Intra-articular reduction may be further adjusted by using limited periarticular incisions to allow: direct manipulation of articular fragments; placement of subchondral bone graft; repair of intercarpal ligament injuries; and augmentation of fractures with K-wires, Buttress Pins, Hook Plates or Pin Plates. Displaced volar ulnar corner fragments that are not reduced with the Bridge Plate alone require buttress support.
The DRUJ is assessed and if stable, then the limb is immobilized in a long arm splint with the forearm in 60° of supination for the first 10-14 days. If unstable, then repair or reconstruction of the DRUJ and triangular fibrocartilage complex is undertaken. In rare instances where the patient’s condition does not allow prolonging the operation, manually reduce the ulnar head into the sigmoid notch and pass at least two 1.6mm K-wires through the ulna into the radius proximal to the DRUJ.

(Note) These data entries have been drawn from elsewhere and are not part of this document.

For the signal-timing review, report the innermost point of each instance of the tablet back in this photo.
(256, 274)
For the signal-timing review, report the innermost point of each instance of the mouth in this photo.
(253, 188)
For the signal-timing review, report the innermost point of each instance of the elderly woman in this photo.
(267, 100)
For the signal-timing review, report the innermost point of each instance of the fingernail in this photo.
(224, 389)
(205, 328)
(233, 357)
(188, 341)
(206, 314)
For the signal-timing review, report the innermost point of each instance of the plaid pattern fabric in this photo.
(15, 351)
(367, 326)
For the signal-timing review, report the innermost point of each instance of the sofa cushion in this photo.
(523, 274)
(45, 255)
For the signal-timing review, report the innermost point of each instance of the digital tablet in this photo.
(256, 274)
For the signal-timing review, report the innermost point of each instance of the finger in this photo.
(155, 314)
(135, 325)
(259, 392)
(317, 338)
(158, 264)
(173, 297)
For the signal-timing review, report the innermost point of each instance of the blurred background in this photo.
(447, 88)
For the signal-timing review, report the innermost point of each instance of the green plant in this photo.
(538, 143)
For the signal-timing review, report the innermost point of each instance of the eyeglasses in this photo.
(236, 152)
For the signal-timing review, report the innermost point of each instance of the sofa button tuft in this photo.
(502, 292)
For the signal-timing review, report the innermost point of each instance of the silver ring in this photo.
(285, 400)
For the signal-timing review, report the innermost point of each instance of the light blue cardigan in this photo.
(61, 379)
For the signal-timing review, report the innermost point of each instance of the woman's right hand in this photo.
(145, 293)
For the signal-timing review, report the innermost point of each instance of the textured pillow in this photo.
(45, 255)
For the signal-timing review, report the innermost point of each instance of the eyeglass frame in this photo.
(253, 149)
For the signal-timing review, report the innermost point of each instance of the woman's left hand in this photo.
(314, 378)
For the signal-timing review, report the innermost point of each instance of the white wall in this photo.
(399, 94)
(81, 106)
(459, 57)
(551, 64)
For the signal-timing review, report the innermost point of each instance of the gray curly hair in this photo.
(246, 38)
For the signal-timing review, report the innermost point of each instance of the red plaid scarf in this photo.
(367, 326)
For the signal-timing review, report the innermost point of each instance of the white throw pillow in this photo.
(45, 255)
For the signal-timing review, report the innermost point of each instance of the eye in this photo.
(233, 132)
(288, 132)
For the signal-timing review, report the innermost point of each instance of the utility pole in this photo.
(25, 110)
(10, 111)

Digit range of motion exercises start within 24 hours. Load bearing through the forearm and elbow is allowed immediately, as well as the use of a platform crutch when the patient is physiologically stable. At 1 month postoperatively the platform is removed and weight bearing is allowed through the hand grip of regular crutches. Lifting and carrying is restricted to approximately 10 lbs. until the fracture has healed.
DRUJ stability and forearm motion are assessed at 2 weeks. If the patient can supinate the forearm with little effort and the DRUJ is stable, then splinting is discontinued. Axial loading through the extremity is allowed for transfers and all weight-bearing needs. If supination is difficult or if the DRUJ was reconstructed acutely, then a removable long arm splint is fabricated. If the DRUJ was transfixed with K-wires, then the wires are removed on the third postoperative week and DRUJ stability is reassessed. Supplemental K-wires for articular fixation are removed 6 weeks postoperatively. The plate and screws are removed usually no earlier than 12 weeks after injury.
At the time of hardware extraction the screws are removed and the plate slid from the incision. If resistance is encountered, then axially twist the plate 720 degrees to break up any soft tissue adhesions and callus that grow around edges of the plate. This maneuver is not usually required when the smooth-edged stainless steel plates are used. A removable short arm splint is worn for 2 to 3 weeks after plate removal. Hand therapy at this point is directed at regaining motion and strength.